You’re upgrading to the latest iPhone, you’re getting the newest flat screen TV with the best resolution and wifi-capability for better Netflix-viewing, and you’re sure to get that latest Starbucks planner. But do your hearing aids need to get that Bluetooth feature upgrade? Before you decide on whether you should get it or not, let’s talk about what it can do for you.
In the world of innovation, it’s great to know that tech giants like Apple haven’t left the deaf community behind. Hearing aids compatible with any device running on the iOs are now out on the market. This means you can take calls, listen to music, and listen to videos straight through your hearing aids. You won’t even have to argue with your partner about the volume. A separate remote will adjust the volume on your hearing aids to your preference.
Whether it’s your phone, tablet or laptop, your hearing aids will allow you to always be ready for work or relaxation so you can choose to be on-the-go whenever you have to be. Talk about convenience.
This new connectivity sounds great, fancy, and just what you’d need in this mobile-ready, tech-driven, fast-paced lifestyle that day-to-day living requires today. The question is, are there any drawbacks? Well, there are quite a few. As convenient as it sounds on paper, it actually needs a streamer which looks like a remote for it to work.
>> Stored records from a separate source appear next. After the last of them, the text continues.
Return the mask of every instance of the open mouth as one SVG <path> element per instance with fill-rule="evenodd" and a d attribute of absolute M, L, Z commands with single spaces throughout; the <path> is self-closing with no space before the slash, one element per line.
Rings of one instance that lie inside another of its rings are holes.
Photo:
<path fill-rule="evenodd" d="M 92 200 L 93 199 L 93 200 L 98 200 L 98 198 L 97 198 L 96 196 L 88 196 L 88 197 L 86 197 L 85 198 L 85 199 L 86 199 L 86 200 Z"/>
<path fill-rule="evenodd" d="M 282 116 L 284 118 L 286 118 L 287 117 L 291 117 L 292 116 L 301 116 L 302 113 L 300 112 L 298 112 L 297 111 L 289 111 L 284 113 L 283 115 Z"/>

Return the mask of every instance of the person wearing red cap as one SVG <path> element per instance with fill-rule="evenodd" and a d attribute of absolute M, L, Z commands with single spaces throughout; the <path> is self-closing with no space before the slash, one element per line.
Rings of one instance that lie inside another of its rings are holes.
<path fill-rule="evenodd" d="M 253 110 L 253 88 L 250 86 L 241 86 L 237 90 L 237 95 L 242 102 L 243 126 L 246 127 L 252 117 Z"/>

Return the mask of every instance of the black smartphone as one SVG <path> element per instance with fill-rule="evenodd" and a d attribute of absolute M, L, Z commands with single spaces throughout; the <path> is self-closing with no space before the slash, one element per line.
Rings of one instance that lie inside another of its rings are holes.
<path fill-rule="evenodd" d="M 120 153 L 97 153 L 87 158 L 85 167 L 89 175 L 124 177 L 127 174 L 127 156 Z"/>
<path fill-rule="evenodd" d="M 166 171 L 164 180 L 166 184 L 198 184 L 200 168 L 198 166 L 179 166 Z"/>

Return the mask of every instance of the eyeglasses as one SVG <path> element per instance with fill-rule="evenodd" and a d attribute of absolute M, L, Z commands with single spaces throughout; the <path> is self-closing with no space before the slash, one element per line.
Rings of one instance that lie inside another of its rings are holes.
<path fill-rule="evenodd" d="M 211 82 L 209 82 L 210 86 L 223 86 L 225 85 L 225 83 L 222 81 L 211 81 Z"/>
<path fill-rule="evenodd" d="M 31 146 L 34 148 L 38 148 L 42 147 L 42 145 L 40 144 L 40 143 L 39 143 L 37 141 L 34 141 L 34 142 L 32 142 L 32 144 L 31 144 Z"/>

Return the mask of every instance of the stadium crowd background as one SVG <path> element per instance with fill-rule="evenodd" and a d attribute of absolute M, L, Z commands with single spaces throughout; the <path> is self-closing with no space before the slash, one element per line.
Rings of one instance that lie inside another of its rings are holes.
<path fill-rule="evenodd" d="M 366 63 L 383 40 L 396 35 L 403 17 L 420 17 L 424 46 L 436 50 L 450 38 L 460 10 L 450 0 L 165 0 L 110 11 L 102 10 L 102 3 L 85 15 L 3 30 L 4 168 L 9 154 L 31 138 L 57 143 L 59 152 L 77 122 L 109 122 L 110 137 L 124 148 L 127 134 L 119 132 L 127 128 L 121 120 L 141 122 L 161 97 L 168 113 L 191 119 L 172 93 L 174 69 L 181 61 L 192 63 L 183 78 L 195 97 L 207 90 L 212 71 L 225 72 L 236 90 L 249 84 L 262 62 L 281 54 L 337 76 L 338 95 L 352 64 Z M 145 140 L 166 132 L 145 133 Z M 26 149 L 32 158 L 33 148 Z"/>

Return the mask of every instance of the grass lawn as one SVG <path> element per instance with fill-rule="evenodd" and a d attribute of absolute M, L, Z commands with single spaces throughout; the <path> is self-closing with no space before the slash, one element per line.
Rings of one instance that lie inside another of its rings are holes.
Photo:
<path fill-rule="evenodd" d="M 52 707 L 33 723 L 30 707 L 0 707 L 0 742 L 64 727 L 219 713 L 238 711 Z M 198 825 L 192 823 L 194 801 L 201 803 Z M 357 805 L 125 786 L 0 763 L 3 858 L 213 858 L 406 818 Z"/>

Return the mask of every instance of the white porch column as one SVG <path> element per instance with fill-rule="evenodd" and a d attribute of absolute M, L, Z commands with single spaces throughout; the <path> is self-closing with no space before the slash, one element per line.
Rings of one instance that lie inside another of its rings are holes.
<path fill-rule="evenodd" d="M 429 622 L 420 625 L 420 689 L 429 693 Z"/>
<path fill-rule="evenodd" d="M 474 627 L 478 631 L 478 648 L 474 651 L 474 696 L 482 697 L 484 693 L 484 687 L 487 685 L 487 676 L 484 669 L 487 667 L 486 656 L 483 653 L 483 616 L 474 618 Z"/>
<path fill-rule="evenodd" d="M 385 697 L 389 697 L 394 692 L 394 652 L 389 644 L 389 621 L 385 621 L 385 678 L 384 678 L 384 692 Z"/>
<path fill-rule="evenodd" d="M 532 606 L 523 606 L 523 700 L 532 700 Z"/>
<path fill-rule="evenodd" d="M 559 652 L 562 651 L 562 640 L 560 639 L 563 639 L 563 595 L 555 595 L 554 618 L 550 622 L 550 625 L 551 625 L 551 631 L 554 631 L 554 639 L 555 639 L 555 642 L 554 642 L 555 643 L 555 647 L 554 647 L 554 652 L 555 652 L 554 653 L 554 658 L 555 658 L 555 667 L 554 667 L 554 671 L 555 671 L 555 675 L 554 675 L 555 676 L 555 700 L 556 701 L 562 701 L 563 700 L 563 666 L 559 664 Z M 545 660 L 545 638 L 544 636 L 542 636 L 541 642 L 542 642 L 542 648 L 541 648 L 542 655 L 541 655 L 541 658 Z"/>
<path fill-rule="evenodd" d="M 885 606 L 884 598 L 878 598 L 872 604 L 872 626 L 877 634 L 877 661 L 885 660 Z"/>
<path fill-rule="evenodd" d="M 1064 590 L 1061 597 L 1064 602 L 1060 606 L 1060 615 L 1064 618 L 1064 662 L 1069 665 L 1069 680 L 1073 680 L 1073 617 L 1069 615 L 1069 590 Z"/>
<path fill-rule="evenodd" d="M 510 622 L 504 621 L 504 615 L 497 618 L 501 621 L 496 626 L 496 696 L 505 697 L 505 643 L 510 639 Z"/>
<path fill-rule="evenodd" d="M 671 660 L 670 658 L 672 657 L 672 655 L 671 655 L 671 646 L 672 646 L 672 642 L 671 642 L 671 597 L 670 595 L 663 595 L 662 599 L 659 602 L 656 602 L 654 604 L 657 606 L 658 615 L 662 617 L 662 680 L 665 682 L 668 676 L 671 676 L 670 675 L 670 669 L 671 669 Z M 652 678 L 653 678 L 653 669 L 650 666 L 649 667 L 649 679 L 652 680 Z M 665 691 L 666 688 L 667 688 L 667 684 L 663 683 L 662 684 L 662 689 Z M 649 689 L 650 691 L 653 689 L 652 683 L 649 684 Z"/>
You can choose to wear it around the neck or in the pocket to keep it nearby, but unless they come up with fashionably agreeable designs, the former isn’t considered an option for the majority.
Just as with your phone or other devices, bluetooth also drains the batteries of hearing aids. Unlike other technologies which are rechargeable, hearing aid batteries cannot and are expensive. Not only would it be inconvenient but costly for the consumer as well.
Bluetooth-enabled hearing aids give you the best audio-quality in terms of listening to music, watching videos on your different devices, or taking calls. If your work requires you to spend most of your time listening to audio, or you are picky with the audio quality when it comes to listening to your favorite band, or you hate your phone’s call quality and don’t mind the extra cost, you might consider these as an investment.
If you’re not any of the above-mentioned, you’re probably not the ideal type of consumer for this technology as you wouldn’t see the value in them or would find them too much of a hassle and expensive. Don’t be too bummed, though. With the rate of innovation these days, it might not be long before we find good quality Bluetooth-enabled hearing aids with pretty diminished pros out on the market. Hearing aids last a long time, don’t they? Maybe they’d hit the shelves just in time for you to replace the ones you have now.